Das Herz Japans ist der erste Punkt auf unserer Reise durch das Land der untergehenden Sonne und je nachdem wo du deinen Städtetrip startest, prasselt die absolute Reizüberflutung auf dich hinein. Ein regelrechter Entdeckungsrausch setzt ein und von selbstgemachten Nudeln bis Cosplay Girls läuft dir so ziemlich alles über den Weg.

Für Tokio solltest du dir mindestens drei Tage Zeit nehmen und wir haben dir hier die schoenhaesslichsten Ziele und Tipps zusammengefasst:

Tag 1: Kulturschock

Um dich mit dem Tokio Way of Life richtig anzufreunden und den bestmöglichen Kulturschock zu erfahren startest du am besten an der Metro-Haltestelle Harajuku. Kaum ausgestiegen prangert das riesige Tor mit der Aufschrift Takeshita Street vor deinen Augen.

Takeshita Street in Tokio

Takeshita Street

Pinke Haare, hohe Schuhe, kurze Röcke. Läden mit einem Duzent Fotoautomaten in denen sich Mädchen mit ihren virtuellen Stars ablichten lassen. Wenn du Harajuku bestehend aus Zuckerwatte und glitzernden Einhörnern durchschritten hast, landest du direkt im Manhattan Tokios.

Meiji Dori

In Meiji Dori findest du die abgefahrensten Designer-Läden und mehr als nur die üblichen Verdächtigen.
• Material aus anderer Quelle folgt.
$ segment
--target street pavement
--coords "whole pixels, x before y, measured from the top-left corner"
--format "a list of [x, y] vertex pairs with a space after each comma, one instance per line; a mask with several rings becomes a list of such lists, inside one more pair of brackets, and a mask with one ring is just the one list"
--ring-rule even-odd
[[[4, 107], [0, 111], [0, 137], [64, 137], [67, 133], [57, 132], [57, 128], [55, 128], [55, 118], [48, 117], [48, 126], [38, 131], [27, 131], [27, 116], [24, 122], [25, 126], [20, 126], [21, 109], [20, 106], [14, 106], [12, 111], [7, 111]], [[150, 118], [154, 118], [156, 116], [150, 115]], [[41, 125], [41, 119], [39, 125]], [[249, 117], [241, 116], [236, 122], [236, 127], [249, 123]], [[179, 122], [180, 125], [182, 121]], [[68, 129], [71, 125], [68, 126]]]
Für die USA-Fans gibt es einen American Eagle und die Fans ausgefallener Mode sollten unbedingt den Issey Miyake Stores einen Besuch abstatten.

Alice on Wednesday

Tipp: Besuche Alice on Wednesday. Folge dem weißen Hasen direkt durch eine kleine Eingangstür und fühle dich wie verzaubert. Die Grinsekatze leuchtet dir den Weg zum Hutmacher und vielleicht willst du mit der Raupe ja einen durchziehen.

Shibuya

Wenn du deinen Shopping-Rausch hinter dich gebracht hast, darfst du dich nun direkt in Richtung Shibuya begeben.

Dort wartet auf dich eine, wenn nicht sogar die, belebteste Kreuzung der Welt. Im Minutentakt überqueren hier tausende Menschen die Straße und vor allem bei Nacht bietet Shibuya ein unglaubliches Flair.

Tipp: Shibuya ist aufgefächert und bietet viele interessante Ecken. Wenn du noch Power hast, besuchst du am besten die Cat Street und schlenderst gemütlich durch die hippe Gegend und lässt dir eines der belieben Hummer-Brötchen schmecken.

Cat Street Shibuya

Weniger Kraft aber Hunger? Ein beliebtes Themenrestaurant, von denen es in Tokio einige gibt, ist das Robot Restaurant in Shinjuku. Zwischen Lasern und Roboter genießt du kleine Snacks und fragst dich ob der Spielautomat um die Ecke gerade zum Leben erweckt ist. Eher laut, nicht lässig.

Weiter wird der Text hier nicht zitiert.